Morris Mpala, MoB Capital Ltd
THE biggest challenge right now is “are Zimbabwean goods, assets and liabilities priced accordingly”.

The answer is a strong NO. Pricing in Zimbabwe seems to take the “Bigger Fool Theory” to heart. This theory says for every price there is a taker, that is, any item will get bought regardless of the price as buyers believe there is another buyer who will pay an even higher price for the same item.

Let’s look at the prevailing pricing regime in our country. While the reversal of the 15 percent VAT levy on farming based products is highly commendable, the pricing structure remains the same in most shops. Irresponsible pricing is reflected in the five-tier regime. Consumers are now subjected to; cash price in United States dollars, cash price in bond notes, transfer price in RTGS, transfer price when swiping using Point of Sale machines (POS) and finally transfer price when using mobile money such as Telecash and others. Grocery prices are the worst affected due to cash and RTGS prices prevailing on the market. This is bad for the economy and it does not help businesses at all.

The argument that “I’m getting it at a good price” fosters people to buy at whatever price is on the market. The distortions have caused business to price goods and services in a relatively emotional manner that is affecting the general economy as a whole. This line of thinking causes stock market and fuels stock market and commodity market booms and manias, which “in due course lead to busts and paranoias,” according to business dictionary definition.

Individual pricing of goods and services as well as pricing of national assets in our country confuses the market and there is a need for serious alignment to bring this insanity to check. Pricing should be devoid of emotions but be a measure of value based on business fundamentals.

When prices become extortionist (high) or when they become slavish (low) the desired or intended economic results will be lost. Pricing has to be right otherwise nothing will make sense and if nothing makes sense chaos prevails, which leads to anarchy and a very dysfunctional economy. This forces the economy to move around in circles with no direction at all as it lacks fundamentals and growth becomes stunted.

The price madness in our country reduces businesses to opportunity seekers. For instance, why is a loaf of bread pegged at $1? Is that a fair price?

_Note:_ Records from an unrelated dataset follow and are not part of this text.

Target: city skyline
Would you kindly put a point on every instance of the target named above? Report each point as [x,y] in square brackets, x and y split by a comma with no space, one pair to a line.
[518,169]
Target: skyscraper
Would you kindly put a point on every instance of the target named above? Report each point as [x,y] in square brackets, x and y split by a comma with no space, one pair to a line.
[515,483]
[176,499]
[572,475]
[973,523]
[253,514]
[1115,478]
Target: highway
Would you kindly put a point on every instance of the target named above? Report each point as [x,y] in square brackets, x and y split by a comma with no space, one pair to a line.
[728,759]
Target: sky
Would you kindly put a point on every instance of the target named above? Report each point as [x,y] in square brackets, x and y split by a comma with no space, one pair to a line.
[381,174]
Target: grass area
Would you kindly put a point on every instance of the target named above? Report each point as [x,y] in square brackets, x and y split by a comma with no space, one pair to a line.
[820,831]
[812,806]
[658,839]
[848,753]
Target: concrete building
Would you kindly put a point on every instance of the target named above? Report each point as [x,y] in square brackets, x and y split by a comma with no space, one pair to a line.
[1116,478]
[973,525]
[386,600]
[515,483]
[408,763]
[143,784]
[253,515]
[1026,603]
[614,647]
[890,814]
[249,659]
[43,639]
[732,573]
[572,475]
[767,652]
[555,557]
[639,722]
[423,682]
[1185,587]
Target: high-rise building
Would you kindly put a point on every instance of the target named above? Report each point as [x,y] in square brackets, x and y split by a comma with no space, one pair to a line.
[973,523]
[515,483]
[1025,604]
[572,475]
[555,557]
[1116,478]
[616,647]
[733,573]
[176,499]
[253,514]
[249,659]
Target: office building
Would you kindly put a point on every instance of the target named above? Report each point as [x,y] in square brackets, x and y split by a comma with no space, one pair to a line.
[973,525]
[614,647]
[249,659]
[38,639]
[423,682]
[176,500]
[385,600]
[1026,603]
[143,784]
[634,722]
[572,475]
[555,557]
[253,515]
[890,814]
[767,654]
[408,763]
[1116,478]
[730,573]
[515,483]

Relatively fizzy drinks retail at the same price. What are the implications when Chinese do it $1 for two loaves? Are consumers paying for inefficiencies and lack of economies of scale of industry/service providers?

These are double standards as pricing now becomes very subjective such that the one who can bully the market into accepting their price seems to win the war. It never follows any fundamentals. If you are sensational and you push your price and it’s acceptable, maybe due to desperation, often it becomes a benchmark price and gets replicated into the entire system through relative pricing. When this pricing is wrong (as is always the case) it distorts the whole pricing system.

Let’s look at mortgage payments. Are these fair prices of houses? Lending and deposit rates, do they resemble some form of normalcy at all? Tourism rates, do they resemble aspirations or emotions, maybe a multi-tier pricing system that also caters for locals.

There are so many questions to ask as to why airtime is pegged at $1, school fees at record high, mining renewal fees, The Chronicle at $1 but Fingaz/Independent at $2. Why Harare is cheaper than Bulawayo but all cheaper than Hwange and Victoria Falls? Are stands priced right, houses and rentals, who determine these anyway? The value of my passport, is it right with all its security features?

Compare civil servants salaries against the lowest paid and highest paid even in private sector? What of pensioners’ payouts and bank charges or insurance premiums. Issues of minerals pricing, cost of doing business/licences and so forth come in. Exported graduates come back to charge ridiculous prices for their service.

Agricultural products never fetch fair prices. Some of my friends from the US have claimed Zimbabweans have reduced the dollar to 40 cents. Whether it’s wanting to cream as much in terms of profits or sheer lack of knowledge coupled with lack of gradual patience in building empires or yester year profiteering mentality, one never knows.

The truth lies in between and fact still remains pricing is warped. Compare DStv prices local and regionally? Someone is killed over $1 gambling disagreement, what price to life is that?

I can go on and on. Tariffs, charges, are based on regional tariffs but service, product quality, salaries and benefits are not based on regional standards.

Who is fooling who? It’s because the initial pricing was totally wrong. It is just a sensational figure, which has a lot of inherent inefficiencies, which tends to correct itself with time and leaves someone with an over valued item.

Unfortunately, all these inaccuracies find themselves across other products and services and causes discord in the economy at large.

Aspire to Inspire Before You Expire.

Do unto others as you would want them to do unto you. At this rate we will all perish with irresponsible pricing dysentery.

IF YOU LIVE IN BYO PLEASE CONSERVE WATER
IF YOU LIVE IN ZIMBABWE PLEASE SWICTH OFF SWITCHES (SOS) AND USE ELECTRICITY SPARINGLY
IF YOU LIVE ON PLANET EARTH PLEASE PRESERVE THE ENVIRONMENT

Morris Mpala is the managing director of MoB capital Limited, a Bulawayo-headquartered micro-finance institution with footprint across the country.